Because ϵ is a free parameter, we evaluated the effect of the value of ϵ on the estimates of target speed (Fig. 7A-D). When ϵ is zero, Equation 6 estimates similar values of speed for low- and high-contrast stimuli. As ϵ is increased, there are two effects on the estimates of speed. First, the speed estimated for low-contrast stimuli declines relative to that for high-contrast stimuli. Second, the effect of spatial frequency on reconstructed speed is gradually reduced, leading to curves with shallower negative slopes. These trends are summarized in Figure 7, E and F. In Figure 7E, the two curves summarize predictions for gratings of high contrast (bold curve) and low contrast (fine curve) and plot the ratio: estimated speed for spatial frequencies of 0.25 cycle/degree divided by that for 1 cycle/degree, as a function of ϵ. In Figure 7F, the three curves summarize predictions for targets of low (0.25 Hz; boldest curve), medium (0.5 cycle/degree; middle curve), and high (1 cycle/degree; finest curve) spatial frequency, and plot the ratio: estimated speed for high-contrast stimuli divided by that for low-contrast stimuli, as a function of ϵ.

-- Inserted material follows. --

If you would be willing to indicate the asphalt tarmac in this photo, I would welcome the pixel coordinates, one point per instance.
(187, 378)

Our data on the effects of spatial frequency and contrast on the perception of speed fit well on Figure 7, E and F. In each graph, we have summarized the results of the perceptual experiments by drawing bold arrows that start on the y-axis at values of the ratios used to summarize our results in Table 2. In those data, the ratio of speed perceived at low versus high spatial frequency was similar for the two contrasts and was ∼1.3 (Table 2, rightmost column). An arrow drawn from 1.33 on the y-axis of Figure 7E comes into the range between the two curves derived from Equation 6 when ϵ is 7%. In Table 2, the ratio of speed perceived at high versus low contrast averaged ∼1.2 for all three spatial frequencies (bottom row). Again, an arrow drawn from 1.2 on the y-axis of Figure 7F comes into the range among the three curves derived from Equation 6 when ϵ is ∼7%. Thus, our observations on the effects of spatial frequency and contrast on the perception of speed can be accounted for by the model implied by Equation 6, with ϵ is ∼7%.
Table 2.
|
0.25 cycles/degree |
0.5 cycles/degree |
1 cycles/degree |
Ratio |
---|---|---|---|---|
Contrast: 32% | ||||
Human 1 | 7.85 | 7.77 | 7.11 | 0.91 |
Human 2 | 6.58 | 7.99 | 9.05 | 1.38 |
Human 3 | 7.51 | 7.77 | 9.06 | 1.21 |
Human 4 | 6.32 | 7.97 | 11.57 | 1.83 |
Human 5 | 6.02 | 7.92 | 11.37 | 1.89 |
Human 6 | 6.85 | 7.88 | 9.46 | 1.38 |
Mean | 6.86 | 7.88 | 9.10 | 1.33 |
Contrast: 8% | ||||
Human 1 | 8.76 | 10.2 | 12.97 | 1.48 |
Human 2 | 7.06 | 8.93 | 11.17 | 1.58 |
Human 3 | 8.30 | 8.88 | 9.25 | 1.11 |
Human 4 | 8.72 | 9.89 | 10.40 | 1.19 |
Human 5 | 6.45 | 9.06 | 11.17 | 1.73 |
Human 6 | 7.82 | 8.63 | 10.87 | 1.39 |
Mean | 7.85 | 9.26 | 10.97 | 1.40 |
Ratio: 8% divided by 32% |
1.14 |
1.18 |
1.21 |
|
Each value shows the speed that was perceived to be the same as a standard stimulus of 8°/sec, 0.5 cycles/degree, and 32% contrast.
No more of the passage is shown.